More on PPT’s Persons of the Year

2 01 2013

As readers know, a couple of days ago, PPT announced our PPT Persons of the Year as being each and every political prisoner who remains locked in a Thai prison. We now want to draw attention to two other blogs that have stories that are relevant to these political prisoners.

First, at Siam Voices, Saksith Saiyasombut writes about lese majeste in 2012 which begins with the headlined notion of “cowardice.” Amongst some excellent points, this one is important:

The chances that the law will be somehow changed (or even just remotely touched by politicians) remain slim as two incidents have shown that it is untouchable: the Constitutional Court rejected a petition by Somyot Pruksakasemsuk and Ekachai Hongkangwan, both currently on trial for lèse majesté, as it does not see the constitutional right to free speech being violated by Article 112 of the Criminal Code. In another story, a bill petition proposing to amend the law – signed by over 30,000 – was dismissed by the speaker of the parliament.
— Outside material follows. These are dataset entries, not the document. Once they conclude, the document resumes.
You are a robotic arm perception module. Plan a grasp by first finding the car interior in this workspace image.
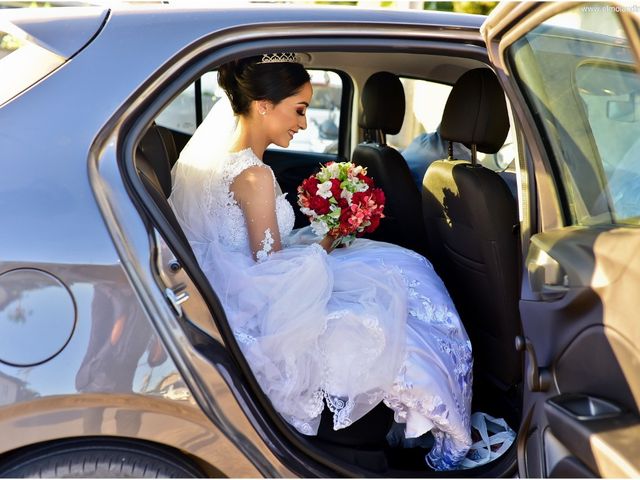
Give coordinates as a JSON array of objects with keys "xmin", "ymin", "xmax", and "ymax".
[{"xmin": 127, "ymin": 49, "xmax": 523, "ymax": 477}]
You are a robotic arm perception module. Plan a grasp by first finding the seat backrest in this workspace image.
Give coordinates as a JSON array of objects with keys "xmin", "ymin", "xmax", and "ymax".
[
  {"xmin": 135, "ymin": 125, "xmax": 189, "ymax": 247},
  {"xmin": 352, "ymin": 72, "xmax": 427, "ymax": 253},
  {"xmin": 422, "ymin": 69, "xmax": 522, "ymax": 390}
]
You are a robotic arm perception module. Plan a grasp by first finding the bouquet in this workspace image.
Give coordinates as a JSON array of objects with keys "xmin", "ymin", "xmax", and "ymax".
[{"xmin": 298, "ymin": 162, "xmax": 385, "ymax": 247}]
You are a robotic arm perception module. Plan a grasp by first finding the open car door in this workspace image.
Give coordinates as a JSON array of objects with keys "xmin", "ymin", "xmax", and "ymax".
[{"xmin": 482, "ymin": 2, "xmax": 640, "ymax": 477}]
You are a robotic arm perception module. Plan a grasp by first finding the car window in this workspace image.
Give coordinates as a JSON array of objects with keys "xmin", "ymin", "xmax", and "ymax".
[
  {"xmin": 508, "ymin": 4, "xmax": 640, "ymax": 225},
  {"xmin": 387, "ymin": 77, "xmax": 516, "ymax": 171},
  {"xmin": 0, "ymin": 30, "xmax": 65, "ymax": 105},
  {"xmin": 156, "ymin": 70, "xmax": 343, "ymax": 153}
]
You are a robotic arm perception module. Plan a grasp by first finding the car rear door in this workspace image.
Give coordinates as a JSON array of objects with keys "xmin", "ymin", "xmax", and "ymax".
[{"xmin": 482, "ymin": 2, "xmax": 640, "ymax": 477}]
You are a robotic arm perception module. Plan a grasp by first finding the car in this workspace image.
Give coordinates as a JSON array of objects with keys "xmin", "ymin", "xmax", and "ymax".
[{"xmin": 0, "ymin": 2, "xmax": 640, "ymax": 477}]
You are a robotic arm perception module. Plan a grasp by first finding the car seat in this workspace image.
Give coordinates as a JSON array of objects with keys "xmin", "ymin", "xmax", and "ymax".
[{"xmin": 422, "ymin": 68, "xmax": 522, "ymax": 391}]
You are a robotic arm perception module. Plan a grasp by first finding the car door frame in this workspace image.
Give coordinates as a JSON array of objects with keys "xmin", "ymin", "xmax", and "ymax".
[{"xmin": 481, "ymin": 2, "xmax": 640, "ymax": 477}]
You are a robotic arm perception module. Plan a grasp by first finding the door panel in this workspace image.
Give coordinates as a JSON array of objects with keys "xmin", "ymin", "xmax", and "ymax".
[{"xmin": 483, "ymin": 3, "xmax": 640, "ymax": 477}]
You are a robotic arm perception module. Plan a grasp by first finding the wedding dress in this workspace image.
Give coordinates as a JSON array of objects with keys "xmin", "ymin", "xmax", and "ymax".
[{"xmin": 170, "ymin": 96, "xmax": 472, "ymax": 470}]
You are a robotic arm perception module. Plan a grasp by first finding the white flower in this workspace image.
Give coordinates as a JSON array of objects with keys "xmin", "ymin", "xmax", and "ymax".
[
  {"xmin": 356, "ymin": 181, "xmax": 369, "ymax": 192},
  {"xmin": 326, "ymin": 163, "xmax": 340, "ymax": 178},
  {"xmin": 318, "ymin": 181, "xmax": 332, "ymax": 198},
  {"xmin": 300, "ymin": 207, "xmax": 316, "ymax": 217},
  {"xmin": 311, "ymin": 220, "xmax": 329, "ymax": 237}
]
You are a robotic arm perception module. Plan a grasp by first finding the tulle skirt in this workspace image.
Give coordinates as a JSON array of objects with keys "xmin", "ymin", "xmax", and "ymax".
[{"xmin": 194, "ymin": 229, "xmax": 472, "ymax": 470}]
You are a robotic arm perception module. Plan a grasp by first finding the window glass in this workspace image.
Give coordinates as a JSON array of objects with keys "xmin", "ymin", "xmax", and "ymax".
[
  {"xmin": 387, "ymin": 78, "xmax": 516, "ymax": 185},
  {"xmin": 509, "ymin": 4, "xmax": 640, "ymax": 225},
  {"xmin": 156, "ymin": 70, "xmax": 342, "ymax": 153},
  {"xmin": 0, "ymin": 30, "xmax": 65, "ymax": 105}
]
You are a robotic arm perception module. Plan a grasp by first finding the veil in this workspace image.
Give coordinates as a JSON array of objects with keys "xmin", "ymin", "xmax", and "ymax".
[{"xmin": 169, "ymin": 95, "xmax": 237, "ymax": 251}]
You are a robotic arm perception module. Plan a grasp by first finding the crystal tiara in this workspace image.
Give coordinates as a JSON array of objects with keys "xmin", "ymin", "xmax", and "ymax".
[{"xmin": 258, "ymin": 52, "xmax": 300, "ymax": 64}]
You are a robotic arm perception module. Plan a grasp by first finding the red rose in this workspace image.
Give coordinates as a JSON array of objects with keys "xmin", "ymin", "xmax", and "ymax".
[
  {"xmin": 331, "ymin": 178, "xmax": 342, "ymax": 200},
  {"xmin": 339, "ymin": 208, "xmax": 353, "ymax": 236},
  {"xmin": 302, "ymin": 177, "xmax": 318, "ymax": 195},
  {"xmin": 309, "ymin": 195, "xmax": 331, "ymax": 215},
  {"xmin": 351, "ymin": 192, "xmax": 369, "ymax": 205}
]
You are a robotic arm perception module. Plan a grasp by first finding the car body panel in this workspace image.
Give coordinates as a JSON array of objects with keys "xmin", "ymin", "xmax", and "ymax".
[
  {"xmin": 482, "ymin": 3, "xmax": 640, "ymax": 477},
  {"xmin": 0, "ymin": 3, "xmax": 640, "ymax": 477}
]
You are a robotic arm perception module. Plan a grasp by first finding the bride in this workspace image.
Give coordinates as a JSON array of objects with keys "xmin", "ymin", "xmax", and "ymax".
[{"xmin": 170, "ymin": 53, "xmax": 472, "ymax": 470}]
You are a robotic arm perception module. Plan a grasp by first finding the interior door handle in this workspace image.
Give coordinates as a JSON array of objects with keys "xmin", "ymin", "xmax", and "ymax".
[
  {"xmin": 527, "ymin": 248, "xmax": 569, "ymax": 302},
  {"xmin": 540, "ymin": 282, "xmax": 569, "ymax": 301}
]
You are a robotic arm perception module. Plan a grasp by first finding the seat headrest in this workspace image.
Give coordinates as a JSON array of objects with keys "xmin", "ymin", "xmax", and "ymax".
[
  {"xmin": 138, "ymin": 125, "xmax": 175, "ymax": 198},
  {"xmin": 440, "ymin": 68, "xmax": 509, "ymax": 153},
  {"xmin": 359, "ymin": 72, "xmax": 405, "ymax": 135}
]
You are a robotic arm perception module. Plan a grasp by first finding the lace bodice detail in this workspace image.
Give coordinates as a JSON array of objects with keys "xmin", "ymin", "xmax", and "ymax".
[{"xmin": 205, "ymin": 148, "xmax": 295, "ymax": 255}]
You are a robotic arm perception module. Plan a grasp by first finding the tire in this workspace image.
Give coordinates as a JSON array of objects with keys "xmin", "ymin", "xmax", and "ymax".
[{"xmin": 0, "ymin": 439, "xmax": 204, "ymax": 478}]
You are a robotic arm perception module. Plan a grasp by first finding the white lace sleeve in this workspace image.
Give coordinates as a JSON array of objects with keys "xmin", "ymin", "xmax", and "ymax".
[
  {"xmin": 231, "ymin": 166, "xmax": 282, "ymax": 261},
  {"xmin": 256, "ymin": 228, "xmax": 274, "ymax": 262}
]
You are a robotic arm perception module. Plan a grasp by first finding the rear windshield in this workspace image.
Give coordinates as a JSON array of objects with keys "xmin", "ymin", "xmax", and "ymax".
[{"xmin": 0, "ymin": 28, "xmax": 65, "ymax": 105}]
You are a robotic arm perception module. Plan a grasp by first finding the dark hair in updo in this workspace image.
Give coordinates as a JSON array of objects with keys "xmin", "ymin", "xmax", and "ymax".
[{"xmin": 218, "ymin": 55, "xmax": 310, "ymax": 115}]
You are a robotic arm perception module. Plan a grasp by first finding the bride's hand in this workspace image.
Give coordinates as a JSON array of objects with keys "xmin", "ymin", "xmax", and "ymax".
[{"xmin": 320, "ymin": 234, "xmax": 338, "ymax": 253}]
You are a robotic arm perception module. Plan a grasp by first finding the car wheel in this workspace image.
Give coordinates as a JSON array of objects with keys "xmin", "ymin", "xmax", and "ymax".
[{"xmin": 0, "ymin": 439, "xmax": 204, "ymax": 478}]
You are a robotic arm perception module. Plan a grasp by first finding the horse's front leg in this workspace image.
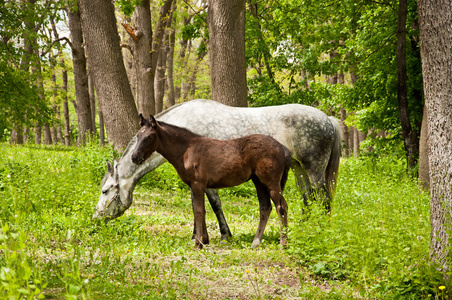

We remain hopeful that brave activists such as those associated with Nitirat can continue the push for change and reform in this area.

Second, The Isaan Record has posted an update on the fate of four red shirt political prisoners from Ubol, now incarcerated in the special prison for red shirts at Laksi. They have languished in jail for two years yet, as the report states:

… the bars of their prison have not been able to keep them completely locked up. Even from within their cells, they continue to fight for their freedom and democracy in Thailand through letters….

The RedFam Fund considers the four to be political prisoners, asserting they have been jailed due to their political beliefs and activism. This resonates within their letters, which hold sentiments not only about their struggle for their release, but also about the need for change in what they believe to be a broken justice system.

One of the prisoners, Teerawat Satsuwan, in a letter to the RedFam Fund, which supports them and their families writes of justice and democracy:

I miss home so much…. But, in the fight, there must always be someone who sacrifices. I am not sad, professor, because I fight for our brothers and sisters. I fight for justice for Thai people. I don’t want anyone to step on the head of the poor, so I fight for democracy so that the poor can receive it.